Verfassungsschutzbericht Fremdenfeindliche Gewalt in Deutschland nimmt rasant zu

Der Verfassungsschutz legt beunruhigende Zahlen vor: Die Gewalttaten mit fremdenfeindlichem Hintergrund stiegen 2013 um mehr als 20 Prozent. Laut Innenminister de Maizière sinkt die Hemmschwelle im rechten wie im linken Lager.

AFP

Berlin - Extremisten in Deutschland verfolgen ihre Ziele immer häufiger mit Gewalt: In seinem Jahresbericht 2013 verzeichnet das Bundesamt für Verfassungsschutz starke Zuwächse bei Gewalttaten mit fremdenfeindlichem und mit linksextremistischem Hintergrund.

Die Zahl der Gewalttaten gegen Fremde stieg demnach im Jahresvergleich um 20,4 Prozent auf 473. Dies bildet ausdrücklich "nur" die Vorfälle mit fremdenfeindlicher Gewalt ab. Insgesamt verzeichnete der Verfassungsschutz 16.557 Straftaten (2012: 17.134) mit rechtsextremem Hintergrund. Darunter befinden sich allein 11.639 Propagandadelikte. Die Gesamtzahl ist also gesunken, dafür gibt es mehr Gewalttaten.

Bei den Linksextremen verzeichneten die Verfassungsschützer ein Plus von 26,7 Prozent auf 1110 Gewalttaten. Inklusive nicht gewaltsamer Straftaten wie etwa Sachbeschädigung oder Nötigung kommt der Bericht für 2013 auf 4491 linksextremistisch motivierte Straftaten (2012: 3229).

Bundesinnenminister Thomas de Maizière (CDU) äußerte sich bei der Vorstellung des Berichts besorgt über die sinkende Hemmschwelle extremistischer Täter. "Den Anstieg von Gewalttaten können wir nicht hinnehmen", erklärte er. "Wir werden mit allen Mitteln des Rechtsstaats gegen Gewalttäter vorgehen."
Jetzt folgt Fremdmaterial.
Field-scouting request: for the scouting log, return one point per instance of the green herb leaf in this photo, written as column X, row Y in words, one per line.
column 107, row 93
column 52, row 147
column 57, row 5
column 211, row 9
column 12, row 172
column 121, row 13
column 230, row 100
Die Zahl der als gewaltbereit eingestuften Rechtsextremen blieb 2013 mit rund 9600 im Vergleich zum Vorjahr zwar konstant. Bei den Linksextremen war die Gesamtzahl mit 27.700 sogar leicht rückläufig (2012: 29.400). Die Extremisten ließen sich aber deutlich öfter zu Gewalttaten hinreißen als noch im Vorjahr, heißt es in dem Papier.

Rechte gegen Asylbewerber, Linke gegen Polizei

Rechtsextremisten versuchen dem Verfassungsschutzbericht zufolge gezielt, Vorbehalte gegen Asylbewerber auszunutzen und Proteste gegen Asylbewerberheime zu radikalisieren. "Es besorgt mich sehr, dass die rechte Szene unablässig versucht, die Stimmung gegenüber Fremden zu vergiften, indem sie Ängste und Vorurteile gegen Asylsuchende schürt", so de Maizière.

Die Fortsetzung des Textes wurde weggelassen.